Established in 1962, conceived by students, and purchased entirely with University funds, the Student Union Collection of Contemporary Art is one of the only collections of its kind. Every four years, a group of students works with an Art Department faculty member to research the contemporary American art scene, then travels to New York to purchase new works. The collection includes more than 160 different pieces by over 100 different artists. Artists represented in “After Documentary” include Barbara Kruger, Richard Mosse, Collier Schorr, Sandy Skoglund, Andrew Moore, Thomas Struth, and Julie Moos. O’Neill says she’s particularly inspired by photographers. Read more about the most recent art-buying trip and acquisitions here.

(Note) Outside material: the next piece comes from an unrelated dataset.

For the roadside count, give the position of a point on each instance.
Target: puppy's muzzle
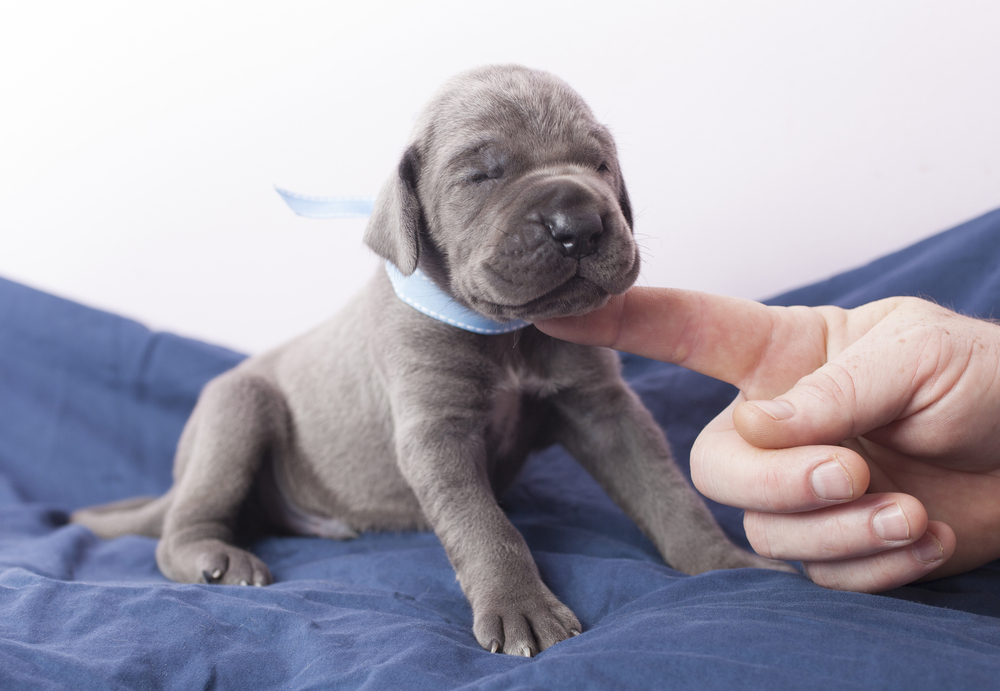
(572, 216)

“I’ve loved working with Reynolda on previous exhibitions at the museum featuring the work of photographers like O. Winston Link (2011), Edward Steichen (2013), and Ansel Adams (2016), and asking students to think about the curatorial decision-making process as well as the important works of art,” O’Neill says.  She worked closely with Reynolda House Curator Allison Slaby to determine which works in the University’s collection would complicate or question the legacy of documentary photography, and students then explored these works in a research project that asked them to consider a theme that unites the works in “After Documentary” with the broader history of photography. The students also considered how best to communicate the ideas of their research to a gallery visitor.

“The photograph is always prone to manipulation, from the staging of a subject to darkroom techniques,” says Elizabeth Hall ‘19. “The works in this exhibition explore photography’s relation to reality as well as its ability to create alternate realities.”

“After Documentary: Photography, 1980-Present” will be on view through Dec. 30. Admission to Reynolda House, including “After Documentary” and “Dorothea Lange’s America” is free for Wake Forest students, faculty, and staff. Several programs and events will be offered throughout the season, including two gallery talks with student curators.

Gallery Talks with Wake Forest University Student Curators

Free for Wake Forest students, faculty, and staff

September 26, 1 p.m.
Hear from Wake Forest students and recent graduates as they discuss the exhibition they curated for Reynolda, After Documentary. Due to limited gallery capacity, this talk will be offered twice within the hour.

November 14, 1 p.m.  

Wake Forest students explore the photographs featured in Dorothea Lange’s America and discuss their research on photography in America.